NaN values after a single gradient step #40

MartinPernus · 2021-02-10T18:01:58Z

Hi!

Using PyTorch 1.7.1, I get NaN values after a single parameter update:

import torch
import torch.nn as nn
import torch.nn.functional as F
import clip

class Model(nn.Module):
    def __init__(self):
        super().__init__()
        self.model, _ = clip.load('RN50')

    def forward(self, imgs, tokens):
        image_features = self.model.encode_image(imgs)
        match_text_features = self.model.encode_text(tokens)

        image_features = image_features /  image_features.norm(dim=-1, keepdim=True)
        match_text_features = match_text_features / match_text_features.norm(dim=-1, keepdim=True)

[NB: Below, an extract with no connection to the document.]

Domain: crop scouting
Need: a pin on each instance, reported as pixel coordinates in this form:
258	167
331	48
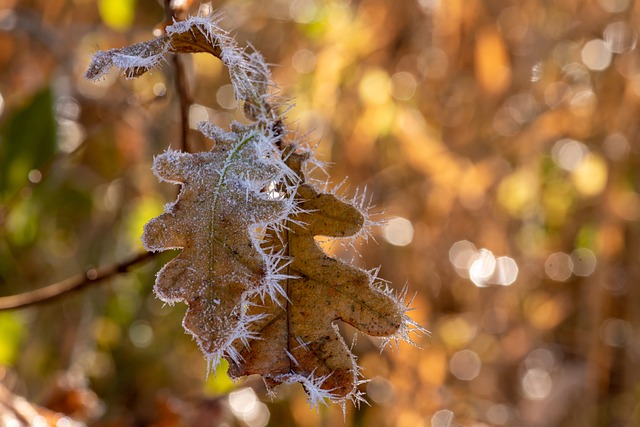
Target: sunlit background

        similarity_match = image_features @ match_text_features.T
        return similarity_match

def compute_loss(similarity_match, labels):
    loss1 = F.cross_entropy(similarity_match, labels)
    loss2 = F.cross_entropy(similarity_match.T, labels)
    loss = (loss1 + loss2) / 2
    return loss

model = Model().cuda()
optimizer = torch.optim.Adam(model.parameters())

imgs = torch.randn(8, 3, 224, 224).cuda()
tokens = torch.randint(high=1000, size=(8, 77)).cuda()
labels = torch.arange(8).cuda()

similarity_match = model(imgs, tokens)
loss = compute_loss(similarity_match, labels)
loss.backward()
optimizer.step()

print(model(imgs, tokens))

Output:

       [nan, nan, nan, nan, nan, nan, nan, nan],
       [nan, nan, nan, nan, nan, nan, nan, nan],
       [nan, nan, nan, nan, nan, nan, nan, nan],
       [nan, nan, nan, nan, nan, nan, nan, nan],
       [nan, nan, nan, nan, nan, nan, nan, nan],
       [nan, nan, nan, nan, nan, nan, nan, nan],
       [nan, nan, nan, nan, nan, nan, nan, nan]], device='cuda:0',
      dtype=torch.float16, grad_fn=<MmBackward>)

The text was updated successfully, but these errors were encountered:

jongwook · 2021-02-12T07:21:11Z

Hi, the model checkpoint contains fp16 parameters for speed, but gradients for these weights are very prone to overflow/underflow without careful loss scaling, causing nan outputs after a gradient step.

You can avoid this by casting all weights to fp32 with model.float(). Also, pass jit=False to clip.load when doing this, because the JIT-compiled code contains hard-coded dtype values and won't work.

MartinPernus · 2021-02-12T08:11:53Z

Thank you! Did not realize a single step already breaks the fp16 parameters. The code works now.

NotNANtoN · 2021-10-01T23:38:38Z

@MartinPernus Hey, I'm curious about fine-tuning CLIP.

Could you share some details on how many image-text pairs you used and what batch size? Did it work to fine-tune it? I'd appreciate any input!

MartinPernus · 2021-10-04T06:21:54Z

@NotNANtoN
I tried to fine-tune it on face-text pairs of images. I tried different batch sizes. Unfortunately it did not work - while the training and validation loss of my dataset decreased, it did not generalize on the test set. The problem might be the text part - I generated it from manually from a set of binary attributes. I have also tried to include some domain adaptation techniques to no avail.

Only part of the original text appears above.